Although cannabis is now available in every province, it may not always feel that way. In keeping with their “Open for Business” mentality, the Ford Government changed the retail model in the 11th hour opening it up to private sellers for 2019. In the meantime, the Ontario market has been plagued with supply shortages, recalls and customer complaints turning the OCS into one of the worst drug dealers on the block.

This is especially noticeable when you look to our (much more) experienced friends out West. The British Columbia and Alberta Governments hit the ground running on October 17 with online sales and brick and mortar opening their doors at midnight to excited “first time” users. Modeled after their liquor retail models, it is clear to see these governments are ready to reap the rewards of this new tax stream and are willing to let the free market regulate itself.

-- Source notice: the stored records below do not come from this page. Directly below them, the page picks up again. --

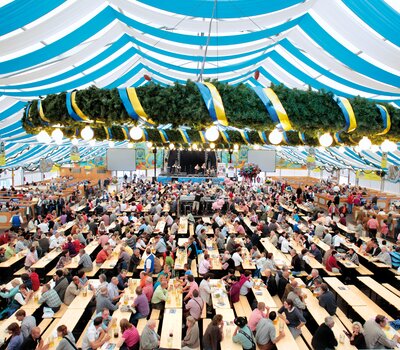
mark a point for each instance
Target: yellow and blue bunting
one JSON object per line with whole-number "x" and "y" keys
{"x": 274, "y": 107}
{"x": 213, "y": 102}
{"x": 133, "y": 106}
{"x": 385, "y": 118}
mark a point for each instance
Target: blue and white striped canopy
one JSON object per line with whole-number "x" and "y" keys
{"x": 349, "y": 47}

On the flip side, the Quebec government has taken a starkly different approach to cannabis legalization putting forward some of the most restrictive rules in the country. With the legal age set at 21, home-growing outlawed and government owned and operated retailers, Quebec truly became the wildcard of legalization season. The SAQ will continue to hold a monopoly on cannabis sales for now while the new government strives to control use as much as possible – a position we do not normally associate with other vices in la belle province.

It has been 100 years since the prohibition on alcohol was lifted in Canada and it may be another 100 before we see the emergence of an industry quite like that of cannabis again. This was truly a moment in time that not only defined 2018 on Bay Street but shed light on the political ideologies from coast to coast.